I need to output the value of the NS record for the Route53 hosted zone created by the apply of Terraform file 2. Because of this, I can't include those resources in Terraform file 1 as the apply would fail if an output exists for a module/resource that won't yet exist.
The namespace must be imported so that it is destroyed when destroy is run for Terraform file 2. If it is not, when destroy is run for Terraform file 1 it will fail because the VPC won't be able to delete due to the network interface and security group created by the nginx-ingress-controller Helm chart.
The token provided by the aws_eks_cluster_auth data source only lasts for 15 minutes (the aws-iam-authenticator cannot provide a longer token), so it is inappropriate to output the token from Terraform file 1 because it's likely to have expired by the time it is used by Terraform file 2.
Update
I've tried to use an exec-based credential plugin as that means no data source would be required, but this causes Terraform to fail right out of the gate.

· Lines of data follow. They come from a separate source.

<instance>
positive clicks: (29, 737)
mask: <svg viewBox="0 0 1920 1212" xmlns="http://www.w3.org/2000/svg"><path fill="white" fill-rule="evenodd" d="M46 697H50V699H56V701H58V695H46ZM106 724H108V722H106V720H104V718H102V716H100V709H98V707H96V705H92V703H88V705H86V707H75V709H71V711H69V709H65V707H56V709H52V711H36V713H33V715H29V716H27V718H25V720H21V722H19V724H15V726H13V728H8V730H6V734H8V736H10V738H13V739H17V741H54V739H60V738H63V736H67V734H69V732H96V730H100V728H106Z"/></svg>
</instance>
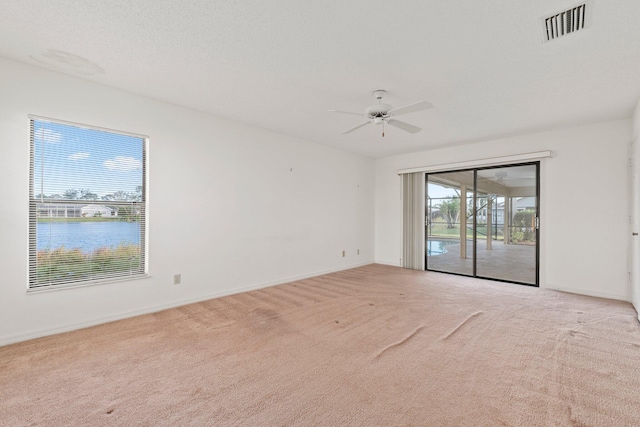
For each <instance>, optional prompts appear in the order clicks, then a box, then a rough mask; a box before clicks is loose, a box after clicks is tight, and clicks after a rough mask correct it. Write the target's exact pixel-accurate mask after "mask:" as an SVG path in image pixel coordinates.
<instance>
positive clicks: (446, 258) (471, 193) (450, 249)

It seems that in this case Terraform tries to create a config file before module.kubernetes-cluster has been created, so the cluster doesn't exist.
This provider configuration -
provider "kubernetes" {
host = module.kubernetes-cluster.endpoint
insecure = true
exec {
api_version = "client.authentication.k8s.io/v1alpha1"
args = ["eks", "get-token", "--region", var.cluster.region, "--cluster-name", var.cluster.name]
command = "aws"
}
}
Produces this error -
╷
│ Error: Provider configuration: cannot load Kubernetes client config
│
│ with provider["registry.terraform.io/hashicorp/kubernetes"],
│ on main.tf line 73, in provider "kubernetes":
│ 73: provider "kubernetes" {
│
│ invalid configuration: default cluster has no server defined
╵
I got this error when updating my google_container_cluster in GKE with a new network configuration. To resolve it, I had to revert to the older network configuration, remove the provider "kubernetes", add the new network configuration and then add provider "kubernetes" back.